Written by Richie Pepio
During the 124 days before the release of The Last Jedi, I’m reviewing all 124 minutes of the theatrical version of The Empire Strikes Back. Join me and together we will watch Star Wars….
Minute 37:00 opens with Luke's X-Wing blasting out of Hoth's atmosphere. He doesn't face the same blockade as Han and Leia although the Falcon is ultimately heading toward the same rendezvous point as the rest of the Alliance. Maybe much of the Rebel fleet was able to escape the Imperial Star Destroyers when the ion cannon knocked that one battleship out of commission? By the time the Millennium Falcon departed Hoth's surface, the rest of the Destroyers probably zeroed in on the stragglers and were able to focus all of their attention on taking out the remaining ships.

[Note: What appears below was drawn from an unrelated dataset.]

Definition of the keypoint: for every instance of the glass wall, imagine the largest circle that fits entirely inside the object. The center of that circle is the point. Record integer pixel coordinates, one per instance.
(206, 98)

Also, the Empire probably found the Falcon since it's a famous ship and one that they've been wanting to take down for years.
Luke, meanwhile, tells Artoo that he's not meeting up with the Rebels... at least, not yet. They're heading to Dagobah and he's keeping it on manual control, because he likes to drive. According to Wookieepedia, R2-units "monitored flight performance, pinpointed and corrected technical problems, and performed power management, optimizing shipboard systems. The unit could store up to ten sets of hyperspace vector coordinates in its astrogation buffer, and many had the intelligence and experience to perform engine startup and pre-flight taxiing." But with the Force at your fingertips, you can do all that and more.
With all the unnecessary tension between Skywalker and Han Solo in their little makeshift love triangle, R2-D2 appears to be Luke's best friend for the time being. Empire is full of dark events, during which, Artoo is one of the few characters to make Luke smile. After the carnage on Hoth, it's as off-putting as a Val Kilmer reaction shot in Batman Forever.
Cutting back to the Falcon, our other set of heroes are in deep bantha poodoo.
At least they get to retreat in comfort...
For all the activity and action centered around the Millennium Falcon in this film, the crew increased the cockpit's size by 2-3 feet. Larger: with more instruments, controls and blinking lights - the cockpit is much more dynamic here than in A New Hope. That increased scope makes the Falcon feel as vibrant of a character as any of the other aliens and droids seen on screen. It's that same detail that elicited such emotional reactions from the participants filming The Force Awakens when they were able to see a Corellian cruiser in person after growing up with the films.
Even Harrison Ford pushed for more detail. As reported in WIRED - "'The set decorators chintzed out -- they didn't put springs in the toggle switches [in 1976],' Ford told [production designer Darren] Gilford. 'Make sure the springs are in.'"
Best Performance by a Human: Luke speaking to a lifeless droid behind his head.
Best Performance by a Non-human: R2-D2 holding a normal conversation when strapped to the back of a speeding starfighter.
Best Line: Han's ultimatum about Threepio - "shut him up or shut him down!"
Rating: 1.7 out of 2 Star Destroyers.